5. Suppose a hedge fund manager earns 1% per trading day. There are 250 trading days
per year. Answer the following questions:
(a) What will be your annual return on $100 invested in her fund if she allows you to
reinvest in her fund the 1% you earn each day?
(b) What will be your annual return assuming she puts all of your daily earnings into
a zero-interest- bearing checking account and pays you everything earned at the end
of the year?
(c) Can you summarize when it is proper to ”annualize” using APR (annual percentage
rate) versus EAR (effective annual rate)?

6. Here are some alternative investments you are considering for one year. (i) Bank A
promises to pay 8% on your deposit compounded annually. (ii) Bank B promises to
pay 8% on your deposit compounded daily. Compare the effective annual rate (EAR)
on these investments.

7. (a) Suppose that you have purchased a 3-year zero-coupon bond with face value of
$1000 and a price of $850. If you hold the bond to maturity, what is your annual rate
of return?
(b) Now suppose you have purchased a 3-year bond with face value of $1000, a 7%
annual coupon, and a price of $975. Assuming that you hold the bond to maturity, is
the IRR greater or less than the return on the bond in part (a)?
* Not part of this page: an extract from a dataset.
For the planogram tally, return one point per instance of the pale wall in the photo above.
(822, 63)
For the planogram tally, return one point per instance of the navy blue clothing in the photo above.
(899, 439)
8. Excel Question. Download the monthly S&P 500 prices from January 1950 until today
http://finance.yahoo.com/ (click S&P 500, click Historical Data, click Monthly, click
Apply, click Download Data).
(a) What is your best estimate for next month’s return?
(b) What would have been your annualized HPR if you invested as of the start of the
index?
(c) In what month occurred the lowest monthly return? What happened?